A bank employee opens the package of checks

Checks are sent to a clearing house for processing

The bank credits the company’s account once the check clears

Now let’s take a look at the critical processes and assets.

The mail room staff picks up mail at the post office

  • The employee must awaken
  • Get dressed
  • Feel comfortable leaving their family to go to work
  • Travel safely to work
  • The office building must be intact and opened
  • The elevators in the office building must be working
  • The employee must be able to travel to the post office
  • Postal employees must have arrived at work
  • The post office must be open
  • And so on...

What can go wrong?

The employee oversleeps

The employee’s home is destroyed by the disaster

The safety of the employee’s family is a higher priority than going to work

Transportation is disrupted and the employee is unable to get to work

The office building is closed due to an emergency

The employee responsible for opening the office building doesn’t show up for work

There is a power outage, preventing the elevators from working

Transportation to the post office is disrupted

Postal employees cannot go to work

The post office is closed

And so on...

Think in very basic terms:

You need breathable air, drinkable water, power, and heat. Without one of these, your business cannot operate. What would happen if there were a water main break causing the utility to turn off water to your office building? The office building would be evacuated.

You need people to build, sell, and buy your products. Without one of these, your business cannot operate. You can build a warehouse full of products but no one will buy them if a series of blizzards force malls to close.

You need revenue—money coming into the business. Without a revenue stream, your organization will use cash on hand (savings) to pay expenses. Eventually the organization will run out of cash.

Define disaster scenarios and the impact each would have on the organization:

  • What if a major supplier suddenly went out of business?
  • What if employees of a major customer went on strike?

Low-Level Focus

The disaster recovery plan focuses in on the operational level, where detailed plans clearly provide the process to recovery from a disaster so when a disaster strikes, the staff need only to follow the disaster recovery plan. There is no need to assess the situation and then decide how to respond. Assessment and the optimum response are made in advance of the disaster when there is time to evaluate risks and options.

Here are common details that need to be considered in a disaster recovery plan.

What is the staffing level needed to maintain minimum functionality?

Are staffing levels maintained at the minimum level for all shifts?

How will staff arrive during a disaster?

Where will staff be stationed in the facility during a disaster?

Does the staff have the skillsets necessary to provide minimum functionality?

Where will off-duty staff who are not leaving the facility go to sleep, shower, and change clothes?

Is there sufficient food available for staff for the duration of the disaster and the first week following the disaster?

Will employees be more concerned about the disaster affecting their families and homes than coming to work?

Are employees able to come to work if mass transit is not operational?

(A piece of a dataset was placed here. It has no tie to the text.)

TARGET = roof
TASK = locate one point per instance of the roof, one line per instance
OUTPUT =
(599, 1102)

How long will supplies last?

How will staff communicate with each other during a disaster? Telephone communication within and external to the facility may be unavailable.

Disaster Recovery Options

There are many options to respond to a disaster—some are better than others. The worst plan is to wait until a disaster strikes and then try to devise viable response options. The military coined the phrase “the cloud of war,” which describes the mindset that exists during a disaster. Few think clearly in the heat of battle. This is why the military has staff dedicated to anticipating conflicts and devising well thought-out response options for each possible conflict.

Disasters—like military conflicts—should be anticipated and response options well defined before a disaster occurs. A response option definition should clearly state what to do; when to do it; how to do it; and how to measure if it worked successfully. When the disaster occurs, the focus is on identifying the best response option and then following the plan for implementing the response option.

Be realistic. The disaster recovery plan must provide detailed instructions on every aspect of how employees will do their jobs during and after the disaster. Most important, the disaster recovery plan should consider the impact the disaster has directly on the employees and the employees’ families. It is not reasonable to expect that the employees will forego the care and safety of their families to handle the organization’s disaster. Think for a moment... if your house was destroyed and your employer’s operations were disrupted, what would you focus on first?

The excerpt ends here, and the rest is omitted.